Hi there,
I think I found a bug in the current implementation of PadOpTransformationPattern
. The implemented stragtegy for lowering is invalid when there is no padding in lower dimensions. This is due to the implicit iteration domains of the linalg.generic
used for copying.
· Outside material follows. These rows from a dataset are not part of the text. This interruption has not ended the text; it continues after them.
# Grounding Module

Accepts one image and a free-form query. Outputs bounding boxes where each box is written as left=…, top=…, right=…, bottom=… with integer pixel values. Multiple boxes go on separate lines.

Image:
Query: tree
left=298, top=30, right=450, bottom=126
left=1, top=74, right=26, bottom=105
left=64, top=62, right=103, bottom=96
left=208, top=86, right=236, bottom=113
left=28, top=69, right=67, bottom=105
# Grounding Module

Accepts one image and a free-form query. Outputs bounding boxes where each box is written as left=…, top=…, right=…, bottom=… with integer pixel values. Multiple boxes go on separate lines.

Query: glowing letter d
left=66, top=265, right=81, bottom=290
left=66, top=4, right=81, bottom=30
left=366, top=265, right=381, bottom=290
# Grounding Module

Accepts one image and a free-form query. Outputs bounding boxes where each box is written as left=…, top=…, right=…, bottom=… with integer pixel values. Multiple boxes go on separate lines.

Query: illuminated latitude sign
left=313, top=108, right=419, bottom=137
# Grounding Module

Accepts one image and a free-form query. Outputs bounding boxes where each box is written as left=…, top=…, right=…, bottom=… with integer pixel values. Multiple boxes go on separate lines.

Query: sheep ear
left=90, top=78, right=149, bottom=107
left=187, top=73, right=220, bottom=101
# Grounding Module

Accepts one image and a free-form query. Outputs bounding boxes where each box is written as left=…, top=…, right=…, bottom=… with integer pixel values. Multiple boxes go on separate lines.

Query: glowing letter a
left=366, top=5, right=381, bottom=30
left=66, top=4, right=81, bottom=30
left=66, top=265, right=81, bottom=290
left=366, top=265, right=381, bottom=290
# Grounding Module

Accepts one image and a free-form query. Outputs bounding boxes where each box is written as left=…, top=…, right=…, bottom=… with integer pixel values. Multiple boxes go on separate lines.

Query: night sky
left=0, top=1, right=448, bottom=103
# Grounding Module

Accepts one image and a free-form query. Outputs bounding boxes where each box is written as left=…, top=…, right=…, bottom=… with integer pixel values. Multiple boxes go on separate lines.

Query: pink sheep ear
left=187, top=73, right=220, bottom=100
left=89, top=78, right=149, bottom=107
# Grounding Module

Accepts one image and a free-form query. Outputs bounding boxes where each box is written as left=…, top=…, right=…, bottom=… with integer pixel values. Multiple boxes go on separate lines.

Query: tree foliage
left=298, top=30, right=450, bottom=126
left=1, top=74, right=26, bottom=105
Consider the following input:
module {
func.func @test(%in : tensor<1x128x23x23xf32>) -> tensor<1x128x24x24xf32> {
%cst0 = arith.constant 0.0 : f32
%out = tensor.pad %in low [0, 0, 0, 0] high [0, 0, 1, 1] {
^bb0(%n : index, %c : index, %y : index, %x : index):
tensor.yield %cst0 : f32
} : tensor<1x128x23x23xf32> to tensor<1x128x24x24xf32>
return %out : tensor<1x128x24x24xf32>
}
}
On 598c5ddba
(recent head), you will receive the following error:
test.mlir:15:17: error: 'linalg.generic' op inferred input/output operand #1 has shape's dimension #2 to be 23, but found 24
%copy = linalg.generic {
^
test.mlir:15:17: note: see current operation: %3 = "linalg.generic"(%arg0, %2) ({
^bb0(%arg1: f32, %arg2: f32):
"linalg.yield"(%arg1) : (f32) -> ()
}) {indexing_maps = [affine_map<(d0, d1, d2, d3) -> (d0, d1, d2, d3)>, affine_map<(d0, d1, d2, d3) -> (d0, d1, d2, d3)>], iterator_types = ["parallel", "parallel", "parallel", "parallel"], operand_segment_sizes = dense<1> : vector<2xi32>} : (tensor<1x128x23x23xf32>, tensor<1x128x24x24xf32>) -> tensor<1x128x24x24xf32>
Indeed, this lowering is not valid:
func.func @test2(%in : tensor<1x128x23x23xf32>) -> tensor<1x128x24x24xf32> {
%cst0 = arith.constant 0.0 : f32
%init = linalg.init_tensor [1, 128, 24, 24] : tensor<1x128x24x24xf32>
%fill = linalg.fill
ins(%cst0 : f32)
outs(%init : tensor<1x128x24x24xf32>)
-> tensor<1x128x24x24xf32>
%copy = linalg.generic {
indexing_maps = [
affine_map<(n,c,y,x) -> (n,c,y,x)>,
affine_map<(n,c,y,x) -> (n,c,y,x)>
],
iterator_types = ["parallel", "parallel", "parallel", "parallel"]
}
ins(%in : tensor<1x128x23x23xf32>)
outs(%fill : tensor<1x128x24x24xf32>) {
^bb0(%arg0 : f32, %arg1 : f32):
linalg.yield %arg0 : f32
} -> tensor<1x128x24x24xf32>
return %copy : tensor<1x128x24x24xf32>
}
I looked at the code and the proposed alternative of using tensor.insert_slice
seems to work fine:
func.func @test3(%in : tensor<1x128x23x23xf32>) -> tensor<1x128x24x24xf32> {
%cst0 = arith.constant 0.0 : f32
%init = linalg.init_tensor [1, 128, 24, 24] : tensor<1x128x24x24xf32>
%fill = linalg.fill
ins(%cst0 : f32)
outs(%init : tensor<1x128x24x24xf32>)
-> tensor<1x128x24x24xf32>
%copy = tensor.insert_slice %in into %fill
[0,0,0,0][1,128,23,23][1,1,1,1] :
tensor<1x128x23x23xf32> into tensor<1x128x24x24xf32>
return %copy : tensor<1x128x24x24xf32>
}
I have never used Phabricator before and I don’t have the time to steward this fix now, but I wanted to let people know. Maybe @agostini01 can keep an eye on this one if they decide to do another pass on this implementation.